The bestselling author of “Just Mercy,” Bryan Stevenson, will visit the University of Virginia this month to deliver the second Scoper Lecture in Christian Thought and to engage in a discussion with President Jim Ryan on issues related to racial injustice.
The event, co-hosted by Theological Horizons, UVA Arts, the Project on Lived Theology, and Central Virginia Community Justice, is set for March 28 at John Paul Jones Arena. Stevenson’s visit also features a host of related events this month and in April, many of them at UVA or including UVA voices.
Stevenson’s address – “Act Justly, Love Mercy: Exploring the Heart of Equal Justice” – will explore the spiritual aspects of his work in criminal justice, which has focused on assisting those wrongly convicted or unfairly sentenced. It will be followed by an onstage conversation with Ryan.
“Bryan Stevenson’s pioneering civil rights leadership has changed the way we think about justice in America,” Ryan said. “His activism has illuminated the history and significance of race and class in our justice system and society, and his book, ‘Just Mercy,’ has moved and inspired those in the field of law and beyond. I’ve long admired his work and anticipate an unforgettable evening.”
“Just Mercy,” a memoir published in 2014, includes a case in which Stevenson won acquittal for a Black man sentenced to death for a murder he did not commit. The book was adapted as a movie by the same title in 2019, starring Michael B. Jordan as Stevenson, and later produced as an HBO documentary, “True Justice.”

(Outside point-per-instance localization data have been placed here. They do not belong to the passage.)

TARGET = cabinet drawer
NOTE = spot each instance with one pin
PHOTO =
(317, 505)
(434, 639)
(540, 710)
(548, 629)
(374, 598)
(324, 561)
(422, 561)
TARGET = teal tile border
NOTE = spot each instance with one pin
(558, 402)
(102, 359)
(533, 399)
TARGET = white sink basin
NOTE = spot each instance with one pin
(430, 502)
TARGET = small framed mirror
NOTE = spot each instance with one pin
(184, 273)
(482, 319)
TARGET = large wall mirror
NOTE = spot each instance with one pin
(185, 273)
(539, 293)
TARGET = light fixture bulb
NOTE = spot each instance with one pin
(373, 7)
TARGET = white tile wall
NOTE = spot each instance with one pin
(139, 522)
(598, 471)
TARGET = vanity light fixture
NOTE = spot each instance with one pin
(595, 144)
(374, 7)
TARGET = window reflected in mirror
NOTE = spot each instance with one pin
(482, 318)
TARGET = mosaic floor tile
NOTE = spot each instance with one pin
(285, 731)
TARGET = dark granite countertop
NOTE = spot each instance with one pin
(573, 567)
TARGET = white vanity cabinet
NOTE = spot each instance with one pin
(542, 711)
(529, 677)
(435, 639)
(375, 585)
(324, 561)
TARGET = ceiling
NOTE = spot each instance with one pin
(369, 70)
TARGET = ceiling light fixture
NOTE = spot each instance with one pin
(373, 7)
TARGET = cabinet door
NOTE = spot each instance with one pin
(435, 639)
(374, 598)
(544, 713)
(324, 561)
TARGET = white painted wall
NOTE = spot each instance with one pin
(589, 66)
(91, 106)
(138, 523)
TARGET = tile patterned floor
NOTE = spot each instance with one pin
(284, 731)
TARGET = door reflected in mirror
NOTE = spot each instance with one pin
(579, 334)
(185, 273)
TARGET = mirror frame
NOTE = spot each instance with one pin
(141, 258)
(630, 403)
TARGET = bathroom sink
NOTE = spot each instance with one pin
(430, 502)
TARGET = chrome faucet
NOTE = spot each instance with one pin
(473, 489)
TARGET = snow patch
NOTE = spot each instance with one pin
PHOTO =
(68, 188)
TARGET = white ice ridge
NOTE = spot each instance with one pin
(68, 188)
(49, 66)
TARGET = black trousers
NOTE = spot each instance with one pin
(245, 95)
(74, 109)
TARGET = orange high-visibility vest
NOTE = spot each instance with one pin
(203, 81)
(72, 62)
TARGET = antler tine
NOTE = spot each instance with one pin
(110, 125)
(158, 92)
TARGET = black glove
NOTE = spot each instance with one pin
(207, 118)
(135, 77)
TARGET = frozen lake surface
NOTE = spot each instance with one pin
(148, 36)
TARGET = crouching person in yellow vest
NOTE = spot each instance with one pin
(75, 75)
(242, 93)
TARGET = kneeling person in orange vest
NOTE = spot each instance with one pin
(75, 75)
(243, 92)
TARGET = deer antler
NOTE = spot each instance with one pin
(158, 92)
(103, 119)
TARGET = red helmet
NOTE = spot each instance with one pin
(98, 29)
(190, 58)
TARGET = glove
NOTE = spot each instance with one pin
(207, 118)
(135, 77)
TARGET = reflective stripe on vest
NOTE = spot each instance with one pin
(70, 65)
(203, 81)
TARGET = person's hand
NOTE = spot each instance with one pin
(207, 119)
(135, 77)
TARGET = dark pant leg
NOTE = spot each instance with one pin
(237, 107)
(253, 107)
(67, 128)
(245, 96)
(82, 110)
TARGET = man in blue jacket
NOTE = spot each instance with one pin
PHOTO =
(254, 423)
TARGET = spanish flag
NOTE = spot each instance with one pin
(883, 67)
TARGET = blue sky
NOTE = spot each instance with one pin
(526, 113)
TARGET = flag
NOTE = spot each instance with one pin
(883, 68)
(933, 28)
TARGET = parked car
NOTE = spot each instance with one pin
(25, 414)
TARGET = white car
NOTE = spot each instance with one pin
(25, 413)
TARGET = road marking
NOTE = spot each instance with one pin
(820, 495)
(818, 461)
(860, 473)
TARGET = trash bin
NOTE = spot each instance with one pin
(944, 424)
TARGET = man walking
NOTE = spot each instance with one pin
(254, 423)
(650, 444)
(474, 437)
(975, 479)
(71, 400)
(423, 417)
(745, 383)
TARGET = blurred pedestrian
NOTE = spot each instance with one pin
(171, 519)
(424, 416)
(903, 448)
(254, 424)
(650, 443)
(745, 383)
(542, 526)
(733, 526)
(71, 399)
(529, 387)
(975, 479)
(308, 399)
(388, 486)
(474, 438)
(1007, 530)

Stevenson also is founder and executive director of the Equal Justice Initiative, a human rights organization based in Montgomery, Alabama. A graduate of Harvard Law School and the Harvard School of Government, Stevenson has argued before the U.S. Supreme Court multiple times. In 2019, the court ruled in favor of protections for condemned prisoners who suffer from dementia, and in 2012 the court banned mandatory life sentences without parole for those ages 17 and younger. Stevenson represented the winning argument in both cases.